Weekly Opinion Editorial
POLICY, NOT GAFFES!
by Steve Fair
A gaffe is an unintentional act or remark-a blunder- causing embarrassment to its originator. Everyone makes gaffes because no one is perfect. Politicians in both Parties make gaffes all the time. Michael Kinsley, former host of CNN’s Crossfire, coined the term ‘Kinsley gaffe’ to when a politico tells the truth- some obvious truth- they weren’t supposed to say. Politicos don’t make many of those.
One of the most famous political gaffes was in 1984 when President Reagan, while prepping for his weekly radio address, decided to make a joke, unaware his microphone was on. “My fellow Americans, I’m pleased to tell you today that I’ve signed legislation that will outlaw Russia forever. We begin bombing in five minutes,” the Gipper said. Given this was during the peak of the Cold War, the comment sparked fear among U.S. citizens and panic among Russian authorities. All-out war was averted when those in control of both militaries took the remark for what it was…an ill-conceived attempt at humor.
The mainstream media loves gaffes, especially when the politician committing it is a Republican. In 2016, then candidate Donald Trump confused 9/11 with 7/11 and it made headlines. In 2019, Trump confused Toledo and Dayton, Ohio as the site of a shooting and the mainstream media made it the lead story. Trump’s often outrageous flamboyant statements, provides mainstream media with plenty of ammunition. Three observations:
First, everyone makes mistakes. No one is perfect. A scribers error by a speechwriter or a misspoken word by a candidate/elected official in a speech will happen. It is not always reflective of their cognitive ability or mental health. Citizens shouldn’t get so energized and worked up over miscues and bloopers. They should be more concerned with policy and issues.
Second, the media has a double standard in regard to gaffes. President Trump’s mistakes and gaffes were spotlighted and headlined, while those by Biden and the Democrats are largely ignored. For example, this week, speaking from the White House, President Biden tried to acknowledge the late Rep. Jackie Walorski (R-IN), despite the fact she died in a car crash in August. The gaffe was largely ignored by the media. If Trump had made that mistake, it would have been the lead story for a month.

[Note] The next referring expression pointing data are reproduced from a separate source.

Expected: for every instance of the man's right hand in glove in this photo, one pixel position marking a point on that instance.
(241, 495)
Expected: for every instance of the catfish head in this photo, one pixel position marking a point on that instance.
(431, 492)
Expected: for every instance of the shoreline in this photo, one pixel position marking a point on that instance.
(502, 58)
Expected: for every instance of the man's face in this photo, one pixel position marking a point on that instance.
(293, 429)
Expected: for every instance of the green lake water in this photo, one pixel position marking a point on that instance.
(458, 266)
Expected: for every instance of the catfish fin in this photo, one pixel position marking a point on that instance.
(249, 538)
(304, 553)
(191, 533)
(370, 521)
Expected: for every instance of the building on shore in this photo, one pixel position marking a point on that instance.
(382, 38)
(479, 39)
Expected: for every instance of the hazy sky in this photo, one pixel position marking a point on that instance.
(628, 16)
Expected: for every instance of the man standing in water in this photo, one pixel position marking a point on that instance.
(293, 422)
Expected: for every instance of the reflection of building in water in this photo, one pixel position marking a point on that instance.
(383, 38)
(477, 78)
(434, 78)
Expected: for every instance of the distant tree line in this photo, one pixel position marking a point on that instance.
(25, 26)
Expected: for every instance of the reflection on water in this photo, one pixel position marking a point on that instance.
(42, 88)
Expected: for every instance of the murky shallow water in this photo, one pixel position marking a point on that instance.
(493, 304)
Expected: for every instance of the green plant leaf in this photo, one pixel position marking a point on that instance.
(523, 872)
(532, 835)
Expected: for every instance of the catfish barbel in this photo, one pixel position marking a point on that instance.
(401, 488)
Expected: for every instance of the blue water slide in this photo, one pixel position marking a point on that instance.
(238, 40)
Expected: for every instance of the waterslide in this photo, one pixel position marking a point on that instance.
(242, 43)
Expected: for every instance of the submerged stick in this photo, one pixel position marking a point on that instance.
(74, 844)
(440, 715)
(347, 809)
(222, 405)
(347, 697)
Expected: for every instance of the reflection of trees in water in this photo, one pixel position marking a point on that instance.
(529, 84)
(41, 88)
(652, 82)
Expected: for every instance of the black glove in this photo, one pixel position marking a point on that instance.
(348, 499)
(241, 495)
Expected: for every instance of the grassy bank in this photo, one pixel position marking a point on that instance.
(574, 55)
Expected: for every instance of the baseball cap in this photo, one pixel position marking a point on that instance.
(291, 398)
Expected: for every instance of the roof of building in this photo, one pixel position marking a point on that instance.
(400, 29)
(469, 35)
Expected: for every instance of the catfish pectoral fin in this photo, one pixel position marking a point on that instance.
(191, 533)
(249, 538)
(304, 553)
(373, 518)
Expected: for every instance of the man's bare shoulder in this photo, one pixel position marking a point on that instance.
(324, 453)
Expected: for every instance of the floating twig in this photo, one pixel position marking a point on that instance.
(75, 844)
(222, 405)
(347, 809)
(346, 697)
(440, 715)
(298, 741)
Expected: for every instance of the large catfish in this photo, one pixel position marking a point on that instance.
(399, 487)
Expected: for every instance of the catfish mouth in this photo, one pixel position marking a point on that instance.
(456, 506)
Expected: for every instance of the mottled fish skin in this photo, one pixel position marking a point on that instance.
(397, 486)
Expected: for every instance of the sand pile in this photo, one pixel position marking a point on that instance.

On Thursday, Vice President Kamala Harris mistakenly touted the United States ‘alliance with the Republic of North Korea’ in a speech from the DMZ. Clearly, Harris meant South Korea, but little was made of her lapse by the media. When then VP candidate Sarah Palin said America should stand with our North Korean allies, networks broke into regular scheduled program to point out the error. The media ignores Democrat gaffes and sensationalizes Republican ones- a clear double standard.
Third, Biden’s recent gaffes appear to reveal cognitive decline. Republicans and Democrats alike have questions about the POTUS’ cognitive ability. In July, Rep. Ronny Jackson, (R-TX), sent a letter to Biden’s physician asking Biden to undergo a cognitive test and to share the results with the American people. Jackson is a former White House physician, serving in the administrations of George W. Bush, Barack Obama, and Donald Trump. A cognitive test for a POTUS is not unprecedented. In 2018, following calls from Democrats and the mainstream media, Jackson, as WH physician, gave President Trump a cognitive test and the results released to the public.
“I have long said there would come a time when I was not the only one discussing Joe Biden’s cognitive decline. That time is now. As Democrats in the West Wing and the broader Democrat Party express discontent about his age-related decline, it should be clear now more than ever to President Biden, Dr. O’Connor, and Dr. Fauci that it is time to submit to a cognitive test. This is not a political issue, it’s common sense,” Jackson said. The American people have a right to know if the POTUS is in cognitive decline. Biden should submit to the test.
Anne Shirley of Anne of Green Gables said, “Isn’t it nice to think that tomorrow is a new day with no mistakes in it yet.” Nice to think that way Anne, but unrealistic- everyone makes mistakes/gaffes/errors. Americans shouldn’t focus on lapses or misspeaks. They should be fixated on policy- specifically on how much of their money the government is spending in these challenging economic times.